Most surveillance orders are sealed, however. Therefore, the public does not have a strong understanding of what technical assistance courts may order private entities to provide to law enforcement. There are at least 70 cases, many under seal, in which courts have mandated that Apple and Google unlock mobile phones—and potentially many more. The Lavabit district court may not be the only court to have ordered companies to turn over private encryption keys to law enforcement based on novel interpretations of law. Courts today may be granting orders forcing private companies to turn on microphones or cameras in cars, laptops, mobile phones, smart TVs, or other audio- and video-enabled Internet-connected devices in order to conduct wiretapping or visual surveillance.

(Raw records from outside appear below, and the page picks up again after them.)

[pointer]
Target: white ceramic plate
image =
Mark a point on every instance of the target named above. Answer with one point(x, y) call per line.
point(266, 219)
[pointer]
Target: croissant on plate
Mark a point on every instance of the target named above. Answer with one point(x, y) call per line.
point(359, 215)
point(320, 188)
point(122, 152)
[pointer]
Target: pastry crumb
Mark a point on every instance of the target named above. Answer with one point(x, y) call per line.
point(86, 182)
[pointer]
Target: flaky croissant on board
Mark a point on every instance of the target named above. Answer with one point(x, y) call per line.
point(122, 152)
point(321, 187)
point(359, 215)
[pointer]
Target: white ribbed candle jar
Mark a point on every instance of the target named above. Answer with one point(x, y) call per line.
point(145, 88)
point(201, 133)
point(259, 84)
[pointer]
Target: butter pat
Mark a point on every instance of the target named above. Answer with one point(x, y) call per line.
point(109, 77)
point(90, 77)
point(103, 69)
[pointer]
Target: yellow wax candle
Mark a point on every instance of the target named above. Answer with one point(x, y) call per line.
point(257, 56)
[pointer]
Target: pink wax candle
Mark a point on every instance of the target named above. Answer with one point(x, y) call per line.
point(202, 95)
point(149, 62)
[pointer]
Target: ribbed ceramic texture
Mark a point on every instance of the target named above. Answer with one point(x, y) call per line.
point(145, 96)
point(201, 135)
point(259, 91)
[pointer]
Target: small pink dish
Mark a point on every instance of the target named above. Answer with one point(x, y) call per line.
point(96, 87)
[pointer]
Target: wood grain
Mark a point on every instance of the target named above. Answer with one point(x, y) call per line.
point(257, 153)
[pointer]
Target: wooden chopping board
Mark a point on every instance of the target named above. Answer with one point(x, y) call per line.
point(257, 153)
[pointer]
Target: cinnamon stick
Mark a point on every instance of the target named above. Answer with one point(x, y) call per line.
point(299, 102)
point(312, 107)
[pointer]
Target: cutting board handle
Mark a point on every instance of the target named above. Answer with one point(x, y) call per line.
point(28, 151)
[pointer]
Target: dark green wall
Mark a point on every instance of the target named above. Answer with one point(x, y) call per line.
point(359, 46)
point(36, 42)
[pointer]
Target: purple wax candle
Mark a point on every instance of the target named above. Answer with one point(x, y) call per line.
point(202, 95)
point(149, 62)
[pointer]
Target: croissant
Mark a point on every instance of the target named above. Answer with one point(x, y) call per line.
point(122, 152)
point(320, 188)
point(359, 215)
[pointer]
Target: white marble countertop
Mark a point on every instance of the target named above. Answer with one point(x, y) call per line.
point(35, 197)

This pervasive sealing cripples public discussion of whether these judicial orders are
lawful and appropriate.
In their 45-page petition, they specifically say that they don’t need all sealed surveillance records, simply those that should have been unsealed—which, unfortunately, doesn’t always happen automatically.

Petitioners seek the unsealing of underlying materials only from cases where there is no longer any need for secrecy, e.g., the criminal investigation has terminated, the surveillance order (including any delayed-notice order) has expired, or charges have been filed. These records are public documents and should be publicly docketed and unsealed unless good cause exists on a case-by-case basis for continued secrecy based on the facts and circumstances of the individual matter.
Granick is the director of civil liberties at the Stanford Center for Internet and Society and previously worked at Zwillgen, one of the law firms that represented Apple in the wake of the December 2015 terrorist attack in San Bernadino. Pfefferkorn is the Cryptography Fellow at the same Stanford group. Both women have been outspoken on the issue of expansive government surveillance.

The petition has yet to be assigned to a judge, and as such, hearings have not been scheduled.